Pericolosità sociale da verificare anche nel momento di esecuzione della pena

Pubblicato il 07 dicembre 2013 Con sentenza n. 291 del 6 dicembre 2013, la Corte costituzionale ha dichiarato l'illegittimità costituzionale dell'articolo 12 della legge 27 dicembre 1956, n. 1423 contenente “Misure di prevenzione nei confronti delle persone pericolose per la sicurezza e per la pubblica moralità”, e dell'articolo 15 del decreto legislativo 6 settembre 2011, n. 159, cosiddetto “Codice delle leggi antimafia e delle misure di prevenzione, nonché nuove disposizioni in materia di documentazione antimafia, a norma degli articoli 1 e 2 della legge 13 agosto 2010, n. 136”, nella parte in cui entrambi gli articoli non prevedono che, nel caso in cui l'esecuzione di una misura di prevenzione personale resti sospesa a causa dello stato di detenzione per espiazione di pena della persona ad essa sottoposta, l'organo che ha adottato il provvedimento di applicazione debba valutare, anche d'ufficio, la persistenza della pericolosità sociale dell'interessato nel momento dell'esecuzione della misura.

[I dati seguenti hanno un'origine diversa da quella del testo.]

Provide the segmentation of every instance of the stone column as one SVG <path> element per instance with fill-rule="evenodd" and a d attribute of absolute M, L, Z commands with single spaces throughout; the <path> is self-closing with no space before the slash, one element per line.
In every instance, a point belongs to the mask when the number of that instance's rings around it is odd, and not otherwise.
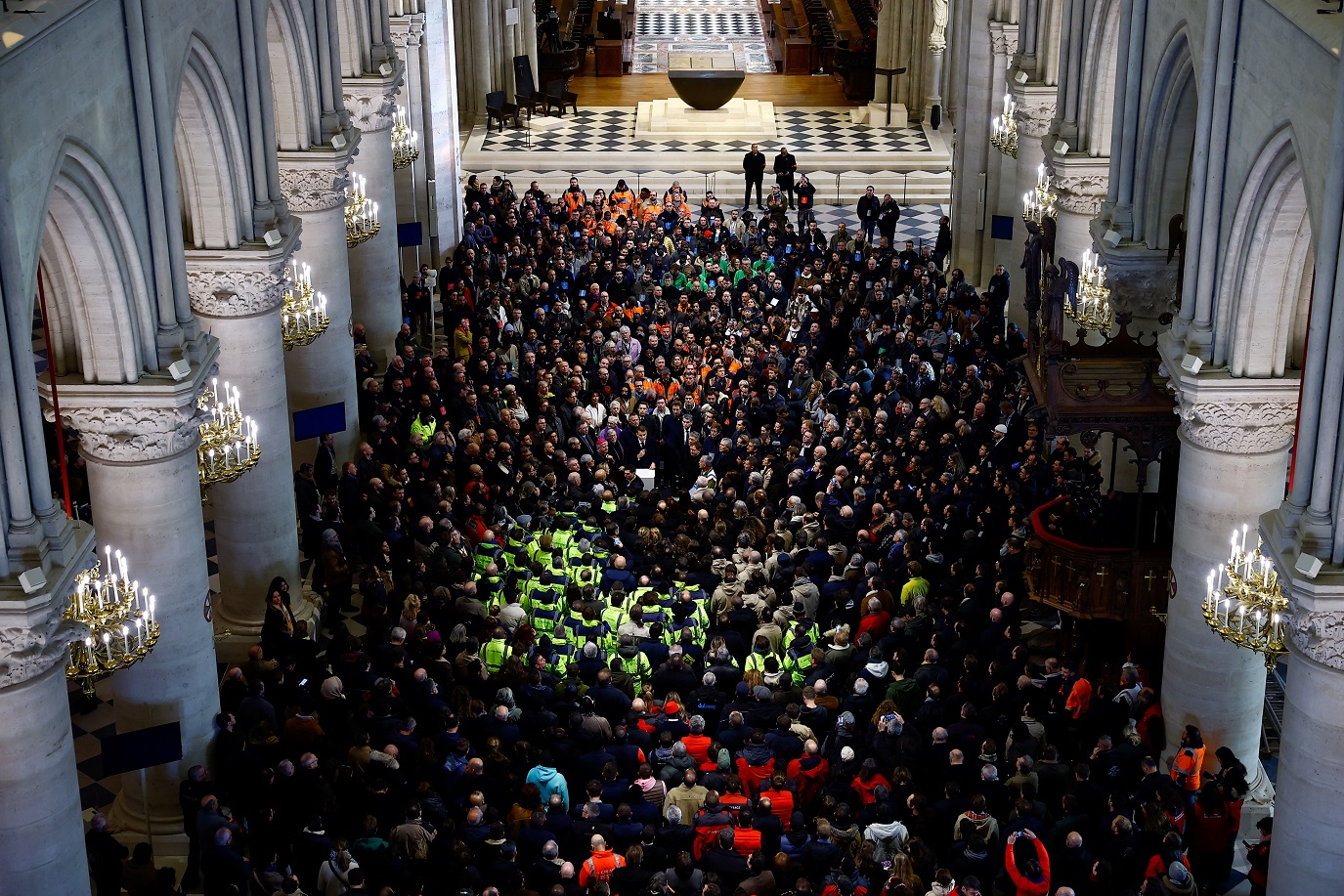
<path fill-rule="evenodd" d="M 396 255 L 396 184 L 392 179 L 392 113 L 402 83 L 402 64 L 391 59 L 390 75 L 345 78 L 345 107 L 360 130 L 359 160 L 366 192 L 378 203 L 382 230 L 349 250 L 349 297 L 355 322 L 363 324 L 368 349 L 379 367 L 394 352 L 402 326 L 401 261 Z"/>
<path fill-rule="evenodd" d="M 1293 568 L 1296 559 L 1275 557 L 1294 613 L 1274 794 L 1273 896 L 1331 892 L 1344 876 L 1344 845 L 1331 836 L 1344 805 L 1344 576 L 1332 570 L 1306 579 Z"/>
<path fill-rule="evenodd" d="M 0 876 L 12 893 L 89 893 L 65 674 L 77 633 L 60 613 L 93 560 L 93 528 L 75 523 L 74 536 L 77 560 L 47 568 L 39 594 L 0 586 Z"/>
<path fill-rule="evenodd" d="M 292 607 L 308 615 L 298 596 L 298 532 L 294 463 L 289 453 L 289 396 L 280 309 L 298 228 L 276 249 L 187 253 L 191 308 L 202 329 L 219 340 L 220 384 L 239 392 L 257 422 L 261 459 L 234 482 L 210 489 L 219 552 L 216 627 L 246 643 L 261 634 L 266 586 L 289 582 Z"/>
<path fill-rule="evenodd" d="M 429 66 L 429 126 L 425 128 L 426 189 L 430 196 L 430 240 L 439 253 L 452 251 L 461 238 L 462 171 L 461 110 L 458 109 L 458 67 L 456 19 L 442 3 L 431 3 L 425 13 L 425 47 Z M 453 4 L 456 11 L 460 4 Z M 534 77 L 535 77 L 534 66 Z M 539 85 L 540 86 L 540 85 Z"/>
<path fill-rule="evenodd" d="M 156 834 L 181 833 L 177 785 L 187 768 L 206 763 L 219 712 L 196 472 L 203 416 L 196 400 L 218 352 L 219 343 L 210 339 L 204 363 L 180 383 L 156 375 L 132 386 L 60 390 L 62 418 L 79 433 L 89 465 L 99 544 L 124 551 L 136 579 L 157 598 L 161 634 L 153 653 L 112 677 L 117 731 L 181 725 L 181 762 L 146 772 L 148 819 L 140 772 L 122 775 L 112 821 L 138 833 L 146 827 Z"/>
<path fill-rule="evenodd" d="M 1227 562 L 1232 531 L 1250 525 L 1254 544 L 1259 514 L 1284 498 L 1298 382 L 1232 379 L 1218 371 L 1191 376 L 1180 368 L 1184 348 L 1171 333 L 1159 351 L 1181 418 L 1172 540 L 1177 591 L 1167 610 L 1163 664 L 1168 755 L 1184 727 L 1198 725 L 1208 755 L 1230 747 L 1251 771 L 1253 790 L 1263 793 L 1267 780 L 1257 758 L 1265 661 L 1215 635 L 1202 606 L 1210 571 Z"/>
<path fill-rule="evenodd" d="M 1003 103 L 1003 79 L 1007 66 L 1008 43 L 1016 43 L 1016 26 L 991 21 L 989 32 L 974 27 L 976 13 L 988 13 L 988 3 L 976 3 L 970 9 L 953 7 L 958 23 L 966 23 L 956 32 L 952 44 L 952 95 L 960 102 L 953 126 L 953 169 L 956 188 L 952 196 L 952 263 L 966 273 L 973 283 L 988 283 L 993 273 L 993 240 L 989 238 L 989 216 L 995 208 L 991 185 L 997 183 L 997 168 L 1005 157 L 989 142 L 989 121 L 999 114 Z M 1005 55 L 1007 54 L 1007 55 Z M 986 81 L 980 73 L 989 71 Z M 988 271 L 988 273 L 986 273 Z"/>
<path fill-rule="evenodd" d="M 349 142 L 343 149 L 314 146 L 308 152 L 280 154 L 280 183 L 285 188 L 285 199 L 289 210 L 304 222 L 304 244 L 294 258 L 308 263 L 313 292 L 327 297 L 327 316 L 331 318 L 331 326 L 314 343 L 285 352 L 289 412 L 344 403 L 345 429 L 336 433 L 337 458 L 353 457 L 359 442 L 344 195 L 351 152 L 358 145 L 359 132 L 351 130 Z M 292 439 L 292 422 L 285 429 Z M 290 449 L 293 462 L 304 463 L 313 459 L 317 441 L 290 441 Z"/>
<path fill-rule="evenodd" d="M 1054 189 L 1059 193 L 1059 218 L 1055 231 L 1055 255 L 1082 263 L 1083 251 L 1093 249 L 1091 219 L 1101 212 L 1110 180 L 1110 160 L 1086 154 L 1059 156 L 1050 148 L 1046 167 L 1054 173 Z"/>

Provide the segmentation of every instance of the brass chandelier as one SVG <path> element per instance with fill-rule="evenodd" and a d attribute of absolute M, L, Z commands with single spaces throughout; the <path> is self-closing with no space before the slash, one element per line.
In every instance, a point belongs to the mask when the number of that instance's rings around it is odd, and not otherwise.
<path fill-rule="evenodd" d="M 1038 227 L 1044 219 L 1059 215 L 1055 208 L 1055 201 L 1059 196 L 1050 192 L 1050 175 L 1046 173 L 1046 165 L 1039 165 L 1036 168 L 1036 188 L 1027 191 L 1021 196 L 1021 219 Z"/>
<path fill-rule="evenodd" d="M 1247 531 L 1232 532 L 1227 563 L 1208 574 L 1204 622 L 1223 641 L 1263 654 L 1265 668 L 1273 669 L 1288 652 L 1289 604 L 1259 539 L 1254 552 L 1246 549 Z"/>
<path fill-rule="evenodd" d="M 257 422 L 242 412 L 238 402 L 238 388 L 219 380 L 210 380 L 210 388 L 196 403 L 210 414 L 200 424 L 200 447 L 196 449 L 196 466 L 200 484 L 208 492 L 211 485 L 233 482 L 261 459 L 261 445 L 257 442 Z"/>
<path fill-rule="evenodd" d="M 331 326 L 327 317 L 327 297 L 313 292 L 312 269 L 300 269 L 294 262 L 293 286 L 285 290 L 285 306 L 280 312 L 281 339 L 285 351 L 309 345 Z"/>
<path fill-rule="evenodd" d="M 78 681 L 86 697 L 99 678 L 140 662 L 159 641 L 155 596 L 130 580 L 126 557 L 110 545 L 102 575 L 95 562 L 75 578 L 62 618 L 79 626 L 82 637 L 70 643 L 66 678 Z"/>
<path fill-rule="evenodd" d="M 995 149 L 1005 156 L 1017 157 L 1017 103 L 1012 101 L 1012 94 L 1004 94 L 1004 114 L 996 116 L 989 122 L 989 142 Z"/>
<path fill-rule="evenodd" d="M 370 201 L 364 187 L 364 176 L 351 172 L 349 187 L 345 188 L 345 244 L 351 249 L 367 243 L 382 230 L 378 203 Z"/>
<path fill-rule="evenodd" d="M 1110 306 L 1110 289 L 1106 287 L 1106 266 L 1098 265 L 1098 255 L 1083 253 L 1083 265 L 1078 271 L 1078 301 L 1064 305 L 1064 314 L 1078 324 L 1079 329 L 1109 333 L 1116 318 Z"/>
<path fill-rule="evenodd" d="M 406 120 L 406 106 L 398 106 L 392 124 L 392 168 L 409 168 L 417 159 L 419 159 L 419 134 L 411 130 Z"/>

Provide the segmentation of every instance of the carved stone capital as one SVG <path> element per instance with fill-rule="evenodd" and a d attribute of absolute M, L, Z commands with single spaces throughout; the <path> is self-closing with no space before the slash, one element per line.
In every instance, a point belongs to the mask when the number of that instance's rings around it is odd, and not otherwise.
<path fill-rule="evenodd" d="M 398 50 L 418 48 L 425 36 L 425 13 L 392 16 L 392 44 Z"/>
<path fill-rule="evenodd" d="M 1293 442 L 1297 406 L 1289 402 L 1187 400 L 1177 391 L 1181 434 L 1210 451 L 1263 454 Z"/>
<path fill-rule="evenodd" d="M 187 253 L 191 310 L 206 317 L 251 317 L 280 309 L 289 286 L 297 230 L 276 249 Z"/>
<path fill-rule="evenodd" d="M 316 212 L 345 204 L 349 185 L 349 148 L 280 153 L 280 188 L 289 210 Z"/>
<path fill-rule="evenodd" d="M 145 375 L 138 383 L 60 386 L 60 419 L 79 434 L 85 457 L 105 463 L 153 463 L 195 451 L 206 412 L 196 407 L 219 357 L 219 340 L 207 337 L 202 363 L 181 382 Z M 55 419 L 51 391 L 39 384 L 43 414 Z"/>
<path fill-rule="evenodd" d="M 1308 658 L 1344 672 L 1344 610 L 1298 610 L 1289 633 Z"/>
<path fill-rule="evenodd" d="M 401 91 L 406 66 L 395 56 L 388 60 L 388 64 L 394 69 L 392 74 L 387 77 L 364 75 L 344 81 L 345 109 L 355 126 L 366 133 L 387 130 L 392 126 L 396 113 L 396 94 Z"/>
<path fill-rule="evenodd" d="M 1105 175 L 1056 175 L 1054 185 L 1059 191 L 1059 207 L 1089 218 L 1101 211 L 1106 199 Z"/>
<path fill-rule="evenodd" d="M 1038 98 L 1028 98 L 1027 102 L 1019 101 L 1015 118 L 1020 133 L 1040 140 L 1050 133 L 1050 124 L 1055 118 L 1055 101 Z"/>
<path fill-rule="evenodd" d="M 51 416 L 48 411 L 48 416 Z M 109 463 L 146 463 L 196 450 L 206 412 L 195 399 L 179 407 L 60 406 L 63 423 L 79 433 L 79 450 Z"/>
<path fill-rule="evenodd" d="M 81 626 L 55 613 L 40 627 L 0 627 L 0 688 L 36 678 L 65 662 L 70 642 L 81 634 Z"/>
<path fill-rule="evenodd" d="M 1017 55 L 1017 26 L 1008 21 L 989 23 L 989 46 L 996 56 Z"/>

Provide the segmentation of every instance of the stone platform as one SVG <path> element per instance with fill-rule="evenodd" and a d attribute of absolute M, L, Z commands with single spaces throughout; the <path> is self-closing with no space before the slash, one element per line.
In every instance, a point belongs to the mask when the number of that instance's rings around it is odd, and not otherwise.
<path fill-rule="evenodd" d="M 646 99 L 634 113 L 636 140 L 775 140 L 774 103 L 734 97 L 722 109 L 692 109 L 681 99 Z"/>

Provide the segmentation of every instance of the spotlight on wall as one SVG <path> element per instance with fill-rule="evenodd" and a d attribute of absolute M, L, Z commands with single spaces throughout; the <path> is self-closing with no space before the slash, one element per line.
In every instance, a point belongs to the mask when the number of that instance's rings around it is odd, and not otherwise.
<path fill-rule="evenodd" d="M 1320 566 L 1320 562 L 1317 562 L 1316 566 Z M 23 586 L 24 594 L 42 591 L 43 588 L 47 587 L 47 574 L 42 571 L 42 567 L 24 570 L 23 572 L 19 574 L 19 584 Z"/>
<path fill-rule="evenodd" d="M 1321 571 L 1321 559 L 1312 556 L 1310 553 L 1298 553 L 1297 563 L 1293 568 L 1305 575 L 1308 579 L 1314 579 L 1316 574 Z"/>

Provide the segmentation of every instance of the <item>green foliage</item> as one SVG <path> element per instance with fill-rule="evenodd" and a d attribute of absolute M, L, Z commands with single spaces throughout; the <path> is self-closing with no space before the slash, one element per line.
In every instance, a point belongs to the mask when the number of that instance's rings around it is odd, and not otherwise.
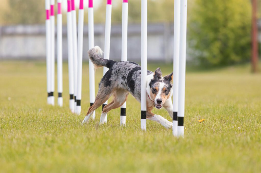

Secondo la Consulta, dunque, la pericolosità sociale della persona detenuta per lungo periodo deve essere verificata anche al termine della detenzione.

Ed infatti – si legge nel testo della decisione - “il decorso di un lungo lasso di tempo può cambiare le persone e, quindi, non può presumersi che rimanga intatta la pericolosità valutata al momento iniziale”. È, dunque, incostituzionale eseguire una misura di prevenzione applicata molti anni prima sulla base della valutazione di pericolosità iniziale.

Con altra pronuncia, la n. 293, emessa sempre il 6 dicembre 2013, i giudici costituzionali hanno, invece, dichiarato l'illegittimità costituzionale dell'articolo 309 del Codice di procedura penale, “in quanto interpretato nel senso che la deducibilità, nel procedimento di riesame, della retrodatazione della decorrenza dei termini di durata massima delle misure cautelari, prevista dall'articolo 297, comma 3, del medesimo codice, sia subordinata – oltre che alla condizione che, per effetto della retrodatazione, il termine sia già scaduto al momento dell'emissione dell'ordinanza cautelare impugnata – anche a quella che tutti gli elementi per la retrodatazione risultino da detta ordinanza”.